The ICC’s presiding match official overruled the ECB decision and banned Moeen Ali from wearing the wristbands for the rest of the series.

So which cricket official decided to ban Moeen Ali’s wristbands? Step forward ICC match referee David Boon MBE, the former Australian Test batsman from Tasmania.

News of the Week

Prime Minister of Iceland Katrin Jakobsdottir

Katrin Jakobsdottir, a 41-year-old anti-war feminist, socialist and crime literature buff, is the new Prime Minister of Iceland.

Her Left-Green Movement is the junior partner in a coalition government led the conservative Independence Party and the centrist Progressive Party. The Coalition holds 35 of the 63 seats in the Althing (Parliament).

Although her prime ministership will be controlled by a Cabinet dominated by ministers from other parties, Ms Jakobsdottir, whose parents are prominent poets, has promised a tilt towards clean government, anti-corruption measures in the small business community and a sustainable environment.

She is married with three sons. In 1996 she appeared in a rock music video playing the role of a femme fatale to music by the Icelandic band Bang Gang.

Would someone call First Aid: Miranda Devine and Janet Albrechtsen have just fainted.

Quote of the Week

The PLO’s Dr Hanan Ashrawi

“Despite repeated words of advice and caution from all concerned and from global leaders, President Trump seems to be hell-bent on annihilating the chances of peace and destroying the stability and security of the entire region and beyond, provoking violence and playing into the hands of extremists and terrorists around the world. He is wilfully committing an act of the utmost folly which is not only illegal but also designed to inflame religious and spiritual sentiments, and raise the spectre of sectarianism and religious strife. It simultaneously emboldens the most aggressive, hardline and warmongering elements in Israel to guarantee the destruction of the two-state solution.”

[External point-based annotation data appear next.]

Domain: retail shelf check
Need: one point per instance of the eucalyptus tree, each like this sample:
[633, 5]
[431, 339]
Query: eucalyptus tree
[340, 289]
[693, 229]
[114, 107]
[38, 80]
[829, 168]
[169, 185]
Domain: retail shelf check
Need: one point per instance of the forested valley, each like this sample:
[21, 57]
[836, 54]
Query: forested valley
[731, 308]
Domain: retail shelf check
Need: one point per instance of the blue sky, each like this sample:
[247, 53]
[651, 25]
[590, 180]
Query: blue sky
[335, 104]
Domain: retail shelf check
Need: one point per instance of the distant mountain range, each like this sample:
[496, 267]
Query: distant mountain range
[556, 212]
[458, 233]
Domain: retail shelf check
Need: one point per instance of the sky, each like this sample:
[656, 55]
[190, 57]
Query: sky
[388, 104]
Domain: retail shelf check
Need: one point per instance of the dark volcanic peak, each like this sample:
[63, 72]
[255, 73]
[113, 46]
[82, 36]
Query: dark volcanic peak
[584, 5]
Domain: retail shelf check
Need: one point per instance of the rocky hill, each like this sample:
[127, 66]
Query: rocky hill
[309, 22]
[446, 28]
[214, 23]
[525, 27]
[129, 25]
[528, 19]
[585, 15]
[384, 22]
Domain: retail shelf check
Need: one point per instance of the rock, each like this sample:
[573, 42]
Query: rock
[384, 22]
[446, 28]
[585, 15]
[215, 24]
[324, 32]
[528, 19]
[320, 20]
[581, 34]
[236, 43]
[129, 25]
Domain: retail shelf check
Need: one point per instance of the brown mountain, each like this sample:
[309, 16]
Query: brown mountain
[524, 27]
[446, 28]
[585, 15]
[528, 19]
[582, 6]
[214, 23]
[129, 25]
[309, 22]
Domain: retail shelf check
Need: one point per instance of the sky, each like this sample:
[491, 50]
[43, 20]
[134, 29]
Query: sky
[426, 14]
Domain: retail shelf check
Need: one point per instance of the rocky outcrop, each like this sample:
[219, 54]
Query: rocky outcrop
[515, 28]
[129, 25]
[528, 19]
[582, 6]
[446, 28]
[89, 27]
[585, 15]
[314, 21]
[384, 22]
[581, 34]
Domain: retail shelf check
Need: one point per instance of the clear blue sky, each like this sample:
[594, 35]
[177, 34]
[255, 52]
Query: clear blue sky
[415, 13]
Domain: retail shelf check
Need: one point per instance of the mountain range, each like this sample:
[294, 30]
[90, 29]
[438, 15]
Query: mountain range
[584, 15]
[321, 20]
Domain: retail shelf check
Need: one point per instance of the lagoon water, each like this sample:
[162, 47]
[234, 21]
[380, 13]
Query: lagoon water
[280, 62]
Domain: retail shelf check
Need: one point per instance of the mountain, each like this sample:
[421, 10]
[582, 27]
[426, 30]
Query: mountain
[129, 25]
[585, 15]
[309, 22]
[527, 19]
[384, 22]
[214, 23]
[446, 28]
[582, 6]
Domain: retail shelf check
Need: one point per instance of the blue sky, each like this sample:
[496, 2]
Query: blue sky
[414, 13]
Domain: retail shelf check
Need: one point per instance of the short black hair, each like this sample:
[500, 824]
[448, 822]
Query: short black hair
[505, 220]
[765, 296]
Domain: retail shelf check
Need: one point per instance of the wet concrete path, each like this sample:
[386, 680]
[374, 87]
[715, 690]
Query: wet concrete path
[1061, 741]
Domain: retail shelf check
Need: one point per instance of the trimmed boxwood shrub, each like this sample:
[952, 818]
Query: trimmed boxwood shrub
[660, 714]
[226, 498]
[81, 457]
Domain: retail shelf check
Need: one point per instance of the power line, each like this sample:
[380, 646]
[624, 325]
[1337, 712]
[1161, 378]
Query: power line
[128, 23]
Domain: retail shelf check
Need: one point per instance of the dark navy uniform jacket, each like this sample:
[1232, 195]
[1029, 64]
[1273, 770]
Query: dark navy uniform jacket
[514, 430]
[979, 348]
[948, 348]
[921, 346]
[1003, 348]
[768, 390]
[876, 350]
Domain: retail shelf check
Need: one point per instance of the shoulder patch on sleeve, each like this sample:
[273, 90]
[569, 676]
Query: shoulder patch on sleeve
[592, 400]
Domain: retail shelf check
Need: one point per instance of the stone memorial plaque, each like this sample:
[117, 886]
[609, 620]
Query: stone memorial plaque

– PLO Executive Committee member Dr Hanan Ashrawi condemning President Trump’s decision to recognise Jerusalem as capital of the Jewish state and to move the US Embassy from Tel Aviv to the ancient Holy City for Christians, Moslems and Jews.

One comment

  1. Well said Alex re STC. Having just seen the Uptonian/Williamsesque treatment of Chekhov’s “Three Sisters” (no Chekhov for mine, more Checkmate), they would seem to use re-creategists.